Abstract

The development of medical devices presents unique technical, regulatory, and economic challenges, requiring a multidisciplinary approach to ensure patient safety, reliability, and market competitiveness. Medical devices span a wide spectrum—from drug delivery systems to surgical robots—and must meet stringent functional, material, and regulatory requirements. A critical and often underestimated factor influencing their performance and manufacturability is mechanical variation, the inevitable deviation from nominal design that occurs during production.

To manage this, dimensional management—an engineering methodology integrating design, manufacturing, and quality control—helps optimize tolerance allocation, minimize production risks, and ensure regulatory compliance. It promotes the use of standardized technical language (ISO-GPS or ASME GD&T), predictive tolerance analysis (preferably in 3D with statistical models), and collaboration across the supply chain. This systematic approach enables robust design, cost control, and reliable product function.

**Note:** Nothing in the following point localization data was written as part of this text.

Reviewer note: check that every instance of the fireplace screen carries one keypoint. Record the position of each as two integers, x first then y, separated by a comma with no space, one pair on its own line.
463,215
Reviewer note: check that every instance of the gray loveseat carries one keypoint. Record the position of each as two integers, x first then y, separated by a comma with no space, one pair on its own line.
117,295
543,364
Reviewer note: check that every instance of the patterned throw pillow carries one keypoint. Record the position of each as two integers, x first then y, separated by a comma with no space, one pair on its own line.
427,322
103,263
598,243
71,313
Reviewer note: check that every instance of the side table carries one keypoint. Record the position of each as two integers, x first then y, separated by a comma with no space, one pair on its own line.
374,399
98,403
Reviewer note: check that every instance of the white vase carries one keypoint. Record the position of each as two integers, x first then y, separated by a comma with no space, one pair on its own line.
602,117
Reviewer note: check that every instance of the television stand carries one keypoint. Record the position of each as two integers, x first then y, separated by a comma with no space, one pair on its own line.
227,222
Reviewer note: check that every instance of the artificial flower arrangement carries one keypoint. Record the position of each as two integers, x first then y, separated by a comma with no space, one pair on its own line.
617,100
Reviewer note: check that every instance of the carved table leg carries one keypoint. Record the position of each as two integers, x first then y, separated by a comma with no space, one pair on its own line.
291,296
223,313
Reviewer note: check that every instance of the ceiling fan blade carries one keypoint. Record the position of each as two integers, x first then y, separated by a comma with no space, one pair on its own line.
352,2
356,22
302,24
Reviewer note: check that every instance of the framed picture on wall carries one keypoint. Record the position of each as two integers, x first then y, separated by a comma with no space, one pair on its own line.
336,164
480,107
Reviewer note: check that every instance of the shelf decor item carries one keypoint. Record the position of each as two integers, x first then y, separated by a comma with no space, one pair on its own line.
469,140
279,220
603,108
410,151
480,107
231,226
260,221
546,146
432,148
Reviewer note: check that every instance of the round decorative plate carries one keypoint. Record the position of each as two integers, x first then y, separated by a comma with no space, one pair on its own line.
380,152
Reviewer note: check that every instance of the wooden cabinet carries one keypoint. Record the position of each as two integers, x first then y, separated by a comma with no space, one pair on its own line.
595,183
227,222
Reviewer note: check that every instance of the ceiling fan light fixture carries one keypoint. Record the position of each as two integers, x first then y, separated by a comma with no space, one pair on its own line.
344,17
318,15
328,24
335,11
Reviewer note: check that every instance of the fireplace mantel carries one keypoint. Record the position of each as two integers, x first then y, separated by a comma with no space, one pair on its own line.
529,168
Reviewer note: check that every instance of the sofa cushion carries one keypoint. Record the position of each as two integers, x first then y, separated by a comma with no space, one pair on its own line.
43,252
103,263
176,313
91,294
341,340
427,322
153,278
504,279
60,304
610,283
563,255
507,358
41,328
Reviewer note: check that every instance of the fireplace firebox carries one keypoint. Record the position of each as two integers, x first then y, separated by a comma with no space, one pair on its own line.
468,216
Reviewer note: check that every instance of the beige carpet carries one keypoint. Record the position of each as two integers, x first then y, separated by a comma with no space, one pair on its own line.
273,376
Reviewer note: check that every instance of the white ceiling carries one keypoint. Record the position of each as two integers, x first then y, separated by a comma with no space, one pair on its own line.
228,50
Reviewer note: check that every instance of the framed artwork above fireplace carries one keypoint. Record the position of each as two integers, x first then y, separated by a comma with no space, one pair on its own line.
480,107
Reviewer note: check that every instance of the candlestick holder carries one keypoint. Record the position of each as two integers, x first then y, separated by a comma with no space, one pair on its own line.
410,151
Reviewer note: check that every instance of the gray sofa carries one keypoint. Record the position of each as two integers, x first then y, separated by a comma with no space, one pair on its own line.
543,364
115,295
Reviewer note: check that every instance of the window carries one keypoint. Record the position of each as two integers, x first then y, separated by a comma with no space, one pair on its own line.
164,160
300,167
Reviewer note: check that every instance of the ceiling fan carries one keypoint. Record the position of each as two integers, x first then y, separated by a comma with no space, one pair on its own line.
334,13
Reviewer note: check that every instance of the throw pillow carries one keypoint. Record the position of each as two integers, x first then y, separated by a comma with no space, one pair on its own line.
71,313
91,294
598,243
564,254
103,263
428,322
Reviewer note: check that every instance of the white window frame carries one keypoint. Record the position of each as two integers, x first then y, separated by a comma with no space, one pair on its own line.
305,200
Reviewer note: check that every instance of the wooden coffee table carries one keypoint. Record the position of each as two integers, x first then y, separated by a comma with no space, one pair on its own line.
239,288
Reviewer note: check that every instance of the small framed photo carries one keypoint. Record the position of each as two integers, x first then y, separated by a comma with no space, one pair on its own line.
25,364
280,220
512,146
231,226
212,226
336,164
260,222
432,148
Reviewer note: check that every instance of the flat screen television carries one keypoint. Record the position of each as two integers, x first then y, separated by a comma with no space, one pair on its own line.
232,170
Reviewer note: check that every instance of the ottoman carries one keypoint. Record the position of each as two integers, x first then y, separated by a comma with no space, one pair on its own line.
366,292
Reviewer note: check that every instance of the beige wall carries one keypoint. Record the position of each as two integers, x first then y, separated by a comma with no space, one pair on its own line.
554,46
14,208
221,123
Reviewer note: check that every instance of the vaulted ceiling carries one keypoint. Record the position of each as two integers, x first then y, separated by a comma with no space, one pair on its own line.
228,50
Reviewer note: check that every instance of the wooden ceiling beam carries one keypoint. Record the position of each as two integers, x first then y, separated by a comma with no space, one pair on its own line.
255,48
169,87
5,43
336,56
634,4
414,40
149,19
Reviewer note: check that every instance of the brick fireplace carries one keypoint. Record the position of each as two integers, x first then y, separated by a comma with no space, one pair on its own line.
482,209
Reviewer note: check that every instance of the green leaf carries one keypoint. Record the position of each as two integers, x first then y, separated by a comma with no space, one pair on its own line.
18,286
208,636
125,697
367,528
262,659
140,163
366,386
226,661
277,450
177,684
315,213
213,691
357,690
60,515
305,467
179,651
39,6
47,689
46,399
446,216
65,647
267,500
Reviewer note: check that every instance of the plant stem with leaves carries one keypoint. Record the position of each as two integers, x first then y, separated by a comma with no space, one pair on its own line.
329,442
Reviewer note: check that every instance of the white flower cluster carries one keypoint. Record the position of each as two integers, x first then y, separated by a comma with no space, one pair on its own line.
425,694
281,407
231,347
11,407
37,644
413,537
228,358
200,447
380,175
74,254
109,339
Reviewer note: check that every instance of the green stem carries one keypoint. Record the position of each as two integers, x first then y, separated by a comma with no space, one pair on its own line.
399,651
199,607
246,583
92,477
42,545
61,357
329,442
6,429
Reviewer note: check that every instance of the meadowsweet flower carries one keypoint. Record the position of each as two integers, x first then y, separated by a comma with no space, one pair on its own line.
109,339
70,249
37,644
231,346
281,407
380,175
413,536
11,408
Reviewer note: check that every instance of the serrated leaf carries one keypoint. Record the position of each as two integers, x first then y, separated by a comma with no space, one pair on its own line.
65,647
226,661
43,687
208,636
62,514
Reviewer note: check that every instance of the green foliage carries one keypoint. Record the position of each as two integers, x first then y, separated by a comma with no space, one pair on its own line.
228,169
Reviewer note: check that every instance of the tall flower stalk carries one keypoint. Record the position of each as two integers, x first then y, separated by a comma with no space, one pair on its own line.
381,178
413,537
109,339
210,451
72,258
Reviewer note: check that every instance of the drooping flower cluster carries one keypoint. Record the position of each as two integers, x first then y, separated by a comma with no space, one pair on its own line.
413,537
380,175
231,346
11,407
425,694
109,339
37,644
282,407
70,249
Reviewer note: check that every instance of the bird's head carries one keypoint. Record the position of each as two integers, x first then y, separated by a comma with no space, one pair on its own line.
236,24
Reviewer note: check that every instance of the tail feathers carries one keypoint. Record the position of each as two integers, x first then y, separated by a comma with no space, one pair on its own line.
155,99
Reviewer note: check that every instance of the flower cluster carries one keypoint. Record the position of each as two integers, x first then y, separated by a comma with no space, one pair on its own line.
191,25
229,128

A case study on Flex's drug delivery devices highlights how applying dimensional management and simulation tools such as Sigmetrix Cetol 6σ led to measurable improvements in product quality and cost efficiency. Supported by EnginSoft, Flex successfully identified critical tolerances, optimized inspection strategies, and enhanced cross-functional collaboration—showing that mechanical variation management is not only a regulatory necessity but also a driver of innovation and profitability in medical device development.